Sonnet Sunday 59: Doctrinal Divides

Today’s poem was from the November 2016 Poem a Day challenge, to the prompt “Stay or Leave.”

One of the core events of my life was going through a church split while I was in high school. New pastors always mean a slight shift in the congregation, but this was major; this was a moderately Baptist, very evangelical, Bible-centric church switching to a pastor who was more or less a Cage-Stage Calvinist. I suspect that’s because he found in us what he believed to be serious doctrinal concerns, but it meant that he spent more time educating us on the doctrines of TULIP and as much time quoting Jonathan Edwards as he spent teaching from the Bible. And according to my parents, both of whom took active leadership roles and had at various points been deacons there, he did not tolerate dissent, even on nonessential doctrinal issues. As in, if you had a question about, say, whether atonement is truly limited, are you even a Christian, amirite? I mean, that’s a step above an argument about which shade of maroon to use for the new sanctuary carpet, but it’s a complex subject, and understanding it is utterly unimportant to your eternal fate.

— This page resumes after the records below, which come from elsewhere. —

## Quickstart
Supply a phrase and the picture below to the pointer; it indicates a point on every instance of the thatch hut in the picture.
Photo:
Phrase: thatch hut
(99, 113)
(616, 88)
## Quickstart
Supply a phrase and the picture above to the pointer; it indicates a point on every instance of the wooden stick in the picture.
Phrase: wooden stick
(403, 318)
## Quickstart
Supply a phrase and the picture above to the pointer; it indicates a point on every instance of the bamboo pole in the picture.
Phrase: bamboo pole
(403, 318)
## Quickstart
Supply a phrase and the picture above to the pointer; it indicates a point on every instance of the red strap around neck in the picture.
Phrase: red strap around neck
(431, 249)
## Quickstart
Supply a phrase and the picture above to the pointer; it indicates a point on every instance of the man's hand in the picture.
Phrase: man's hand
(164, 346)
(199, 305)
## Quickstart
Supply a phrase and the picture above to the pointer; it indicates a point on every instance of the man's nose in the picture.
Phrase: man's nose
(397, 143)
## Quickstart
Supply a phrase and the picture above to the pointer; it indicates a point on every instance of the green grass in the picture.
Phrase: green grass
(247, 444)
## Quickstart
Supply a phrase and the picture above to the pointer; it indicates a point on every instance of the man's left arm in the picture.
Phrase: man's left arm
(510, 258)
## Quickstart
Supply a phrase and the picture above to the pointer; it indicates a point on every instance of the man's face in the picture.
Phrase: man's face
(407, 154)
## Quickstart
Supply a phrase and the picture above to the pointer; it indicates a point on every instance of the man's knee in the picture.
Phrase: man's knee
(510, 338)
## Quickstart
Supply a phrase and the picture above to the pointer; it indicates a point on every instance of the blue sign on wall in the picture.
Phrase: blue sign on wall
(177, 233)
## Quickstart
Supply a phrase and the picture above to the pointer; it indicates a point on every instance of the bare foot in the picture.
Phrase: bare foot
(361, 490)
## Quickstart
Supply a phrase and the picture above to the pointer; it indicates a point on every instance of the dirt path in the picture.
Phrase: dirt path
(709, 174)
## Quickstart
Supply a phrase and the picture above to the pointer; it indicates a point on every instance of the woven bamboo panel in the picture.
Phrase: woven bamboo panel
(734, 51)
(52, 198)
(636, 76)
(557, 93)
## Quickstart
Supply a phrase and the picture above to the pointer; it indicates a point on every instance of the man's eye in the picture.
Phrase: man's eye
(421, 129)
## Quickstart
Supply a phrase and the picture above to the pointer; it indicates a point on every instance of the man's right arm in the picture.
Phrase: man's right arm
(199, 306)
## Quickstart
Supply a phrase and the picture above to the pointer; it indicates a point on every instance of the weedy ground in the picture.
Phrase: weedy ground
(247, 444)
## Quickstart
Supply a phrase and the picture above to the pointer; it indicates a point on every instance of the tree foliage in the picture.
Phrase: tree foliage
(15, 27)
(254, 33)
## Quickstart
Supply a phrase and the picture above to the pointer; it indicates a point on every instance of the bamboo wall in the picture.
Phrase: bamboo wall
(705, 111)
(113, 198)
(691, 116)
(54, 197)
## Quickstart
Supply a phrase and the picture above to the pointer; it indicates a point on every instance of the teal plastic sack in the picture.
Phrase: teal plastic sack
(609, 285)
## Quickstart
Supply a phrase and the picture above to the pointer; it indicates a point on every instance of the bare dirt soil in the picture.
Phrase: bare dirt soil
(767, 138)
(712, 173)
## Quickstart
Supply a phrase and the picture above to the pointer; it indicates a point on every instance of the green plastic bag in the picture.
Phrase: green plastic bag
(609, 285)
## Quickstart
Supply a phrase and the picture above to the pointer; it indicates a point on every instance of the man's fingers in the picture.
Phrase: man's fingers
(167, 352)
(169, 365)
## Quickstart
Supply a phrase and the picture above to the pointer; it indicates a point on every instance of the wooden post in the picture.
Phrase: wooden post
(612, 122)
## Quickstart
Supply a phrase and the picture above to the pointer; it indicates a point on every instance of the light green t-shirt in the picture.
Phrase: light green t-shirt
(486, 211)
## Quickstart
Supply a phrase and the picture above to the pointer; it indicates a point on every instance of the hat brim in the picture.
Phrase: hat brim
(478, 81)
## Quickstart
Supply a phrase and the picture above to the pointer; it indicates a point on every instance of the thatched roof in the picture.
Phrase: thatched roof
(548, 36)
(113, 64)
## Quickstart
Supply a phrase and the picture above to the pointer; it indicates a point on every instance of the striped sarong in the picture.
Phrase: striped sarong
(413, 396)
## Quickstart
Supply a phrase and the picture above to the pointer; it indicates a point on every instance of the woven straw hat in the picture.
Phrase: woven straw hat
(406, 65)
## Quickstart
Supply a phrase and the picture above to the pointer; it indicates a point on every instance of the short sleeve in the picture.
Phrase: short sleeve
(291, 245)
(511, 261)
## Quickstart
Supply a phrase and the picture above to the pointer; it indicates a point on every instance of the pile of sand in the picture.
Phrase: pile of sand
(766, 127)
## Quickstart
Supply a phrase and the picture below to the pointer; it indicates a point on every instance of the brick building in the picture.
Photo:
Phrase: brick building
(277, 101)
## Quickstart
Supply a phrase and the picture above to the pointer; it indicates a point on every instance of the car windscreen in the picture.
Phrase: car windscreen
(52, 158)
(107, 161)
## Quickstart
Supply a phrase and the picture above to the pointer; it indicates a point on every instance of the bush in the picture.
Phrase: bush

So about half the church left over disputes about that sort of issue, but he brought in just as many new congregants as left. Some of them, Mom speculated, were attracted to his highly intellectual perspective. And I get it. Pastor Dan was a smart guy, and I fully believe he put in hours of study to come to his conclusions. I also look forward to the day that I meet him in Heaven, when I will be able to look at his Gospel work with joy instead of bitterness—a day when I will be glad that God “preordained from the beginning of time” that he would become our pastor, even if that meant so many of us would experience so much pain at the time. Because in the end, I firmly believe that God worked it to the good of both those who stayed and those who left, even if it felt like the church was lacking in grace at the time.

Doctrinal Divides

Originally written November 1, 2016

The sanctuary had become too small
Under Dan’s teachings. He drew in the crowds.
We added services; moved down the hall
To the gymnasium, where space allowed
Him to impart his Calvinistic creed
On those who lapped up Piper, R.C. Sproul.
But woe betide the ones who disagreed,
When Dan pronounced his judgment on their souls
For not finding atonement limited;
For thinking Sovereign God finds use in prayer;
For not believing every word he said—
But we found no room for discussion there.
For every new chair filled within that place,
Another emptied, searching for God’s grace.